Despite the differences, however, together the two receptors appear to control roughly 75% or more of both lipidomic and transcriptomic effects of chemerin, suggesting they are the operative chemerin signal transducers. At the same time, however, chemerin independent effects may also be evident. CMKLR1 in particular controls five times as many genes as chemerin. The functional overlap would point to chemerin as the effective ligand, but it remains possible other signals also use the same receptors for other means. For example, FAM19A1 has been shown to bind to GPR1 to regulate proliferation and differentiation in neural stem cells (41). A comprehensive understanding of how these two receptors exert overlapping yet differential regulatory roles will need to be further elucidated. Additionally, ATGL, a critical enzyme that initiates the hydrolysis of triglycerides to release fatty acids (42), is a suppressed target of both GPR1 and CMKLR1. The freed up fatty acids resulting from lipolysis fuel the mitochondria for energy production, leading to the accumulation of toxic oxidized lipids and ferroptosis. Indeed, ATGL inhibition decreased elevated lipid peroxidation and rescued cell death. This suggests that suppression of ATGL is critical in protecting ccRCC from lipid-related death and is a crucial target for chemerin signaling. However, ATGL inhibition did not restore all chemerin related phenotypes (e.g. proliferation), confirming that additional endpoints of chemerin signaling exist downstream of the two receptors, such as the known effects on AKT and ERK signaling (19).

$\mathrm{\alpha }$-NETA, 2-($\mathrm{\alpha }$-naphthoyl) ethyltrimethylammonium iodide, is a small molecule CMKLR1 antagonist (27) that has been used to treat multiple sclerosis in pre-clinical models. Its ability to penetrate blood-brain barrier has made it an appealing molecule to treat chemerin/CMKLR1 induced neuroinflammatory diseases such as preeclampsia and tumors such as neuroblastoma (43,44), and led to the development of second generation compounds (45). Limited studies have been conducted on using $\mathrm{\alpha }$-NETA as a therapeutic agent to treat solid tumors other than glioblastoma and ovarian cancer (46,47). We have demonstrated that $\mathrm{\alpha }$-NETA can be effectively used to suppress ccRCC growth through modulation of lipid metabolism with no noted side effects, in agreement with other reports (45). Analysis of harvested tumor tissue showed the expected pathways are affected. This suggests that $\mathrm{\alpha }$-NETA is an on-target CMKLR1-specific antagonist, and that its derivatives could potentially be used for clinical purposes to treat ccRCC. As an additional potential benefit, chemerin-CMKLR1 is known to cause recruitment on inflammatory macrophages which may be immune suppressive. Indeed, ccRCC is generally described as an immune privileged microenvironment due to the high content of myeloid derived suppressor cells (48). Thus how $\mathrm{\alpha }$-NETA would affect tumor associated macrophages or other myeloid derivatives in ccRCC is unknown, but may lead to enhancement of immunotherapy. Application of $\mathrm{\alpha }$-NETA or other chemerin inhibiting approached to a syngeneic model of ccRCC would allow answers to these critical questions.

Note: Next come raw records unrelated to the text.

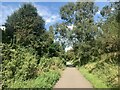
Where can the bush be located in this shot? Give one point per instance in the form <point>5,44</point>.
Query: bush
<point>47,64</point>
<point>18,63</point>
<point>45,80</point>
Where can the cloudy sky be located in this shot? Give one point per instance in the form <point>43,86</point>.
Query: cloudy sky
<point>48,10</point>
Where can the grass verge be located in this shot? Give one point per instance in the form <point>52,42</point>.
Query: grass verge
<point>46,80</point>
<point>93,79</point>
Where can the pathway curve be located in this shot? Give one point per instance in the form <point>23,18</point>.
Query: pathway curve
<point>72,78</point>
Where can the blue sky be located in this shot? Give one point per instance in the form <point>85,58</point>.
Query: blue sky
<point>48,10</point>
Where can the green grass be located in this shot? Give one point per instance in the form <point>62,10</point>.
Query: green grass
<point>93,79</point>
<point>45,80</point>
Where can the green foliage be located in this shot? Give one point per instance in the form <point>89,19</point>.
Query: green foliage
<point>96,82</point>
<point>105,69</point>
<point>47,64</point>
<point>24,26</point>
<point>18,63</point>
<point>45,80</point>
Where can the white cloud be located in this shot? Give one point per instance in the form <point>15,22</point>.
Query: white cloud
<point>6,10</point>
<point>44,11</point>
<point>47,14</point>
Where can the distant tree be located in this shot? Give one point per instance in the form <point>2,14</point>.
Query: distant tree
<point>24,25</point>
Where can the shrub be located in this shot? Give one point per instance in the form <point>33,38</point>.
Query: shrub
<point>18,63</point>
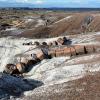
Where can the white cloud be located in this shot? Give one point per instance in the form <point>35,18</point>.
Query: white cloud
<point>39,2</point>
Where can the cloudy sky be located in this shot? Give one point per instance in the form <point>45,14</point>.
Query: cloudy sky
<point>50,3</point>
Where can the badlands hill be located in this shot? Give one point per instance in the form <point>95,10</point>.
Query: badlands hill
<point>71,24</point>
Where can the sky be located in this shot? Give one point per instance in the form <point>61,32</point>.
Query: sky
<point>50,3</point>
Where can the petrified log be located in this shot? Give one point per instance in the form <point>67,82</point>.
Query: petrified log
<point>60,41</point>
<point>40,55</point>
<point>89,48</point>
<point>67,51</point>
<point>36,43</point>
<point>52,53</point>
<point>59,52</point>
<point>55,43</point>
<point>31,62</point>
<point>50,44</point>
<point>21,67</point>
<point>11,69</point>
<point>73,51</point>
<point>24,60</point>
<point>44,43</point>
<point>80,49</point>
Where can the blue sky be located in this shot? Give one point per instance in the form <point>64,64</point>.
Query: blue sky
<point>50,3</point>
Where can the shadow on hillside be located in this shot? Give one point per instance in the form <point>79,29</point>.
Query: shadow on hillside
<point>67,41</point>
<point>11,86</point>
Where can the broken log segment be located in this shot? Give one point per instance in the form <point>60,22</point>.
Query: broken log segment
<point>21,67</point>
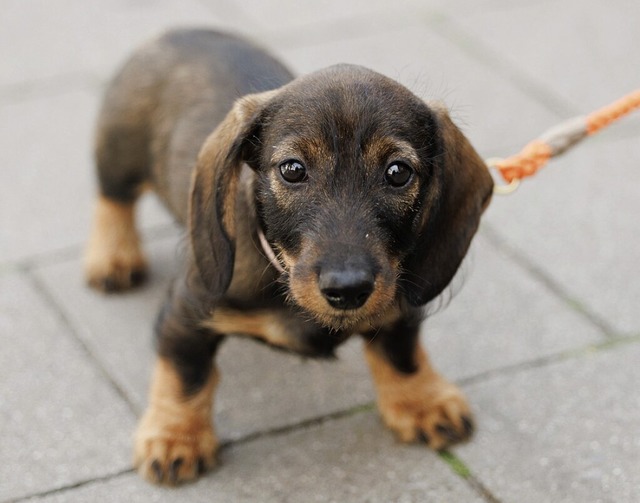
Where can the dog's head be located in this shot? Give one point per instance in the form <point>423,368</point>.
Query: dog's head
<point>367,193</point>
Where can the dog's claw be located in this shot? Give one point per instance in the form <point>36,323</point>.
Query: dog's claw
<point>174,467</point>
<point>156,468</point>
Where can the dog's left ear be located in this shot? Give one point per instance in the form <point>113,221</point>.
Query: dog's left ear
<point>212,213</point>
<point>464,189</point>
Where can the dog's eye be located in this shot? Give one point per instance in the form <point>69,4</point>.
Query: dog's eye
<point>293,171</point>
<point>398,174</point>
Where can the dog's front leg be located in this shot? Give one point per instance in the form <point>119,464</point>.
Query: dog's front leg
<point>414,400</point>
<point>175,440</point>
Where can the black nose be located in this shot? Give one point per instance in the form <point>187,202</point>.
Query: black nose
<point>347,288</point>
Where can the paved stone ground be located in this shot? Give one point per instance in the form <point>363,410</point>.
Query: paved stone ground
<point>544,335</point>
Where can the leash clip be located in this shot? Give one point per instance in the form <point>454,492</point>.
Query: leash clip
<point>502,189</point>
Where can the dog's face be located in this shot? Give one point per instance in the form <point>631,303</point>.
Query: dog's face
<point>367,194</point>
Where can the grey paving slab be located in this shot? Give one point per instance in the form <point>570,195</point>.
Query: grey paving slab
<point>578,221</point>
<point>564,433</point>
<point>40,39</point>
<point>500,316</point>
<point>48,182</point>
<point>352,460</point>
<point>261,388</point>
<point>481,102</point>
<point>582,51</point>
<point>61,421</point>
<point>308,15</point>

In summary, we have defined the roles of two autocrine/paracrine signaling mechanisms in ccRCC that control lipid homeostasis to promote renal cancer development. Because of the extracellular nature of the signal, interrupting lipid storage with toxic effects on the tumor cells becomes an attractive and seemingly feasible approach to develop a new line of anti-metabolic therapies for clear cell Renal Cell Cancer.

Statement of Significance.

Extracellular control of lipid accumulation via G-protein receptor-mediated cell signaling is a metabolic vulnerability in clear cell renal cell carcinoma, which depends on lipid storage to avoid oxidative toxicity.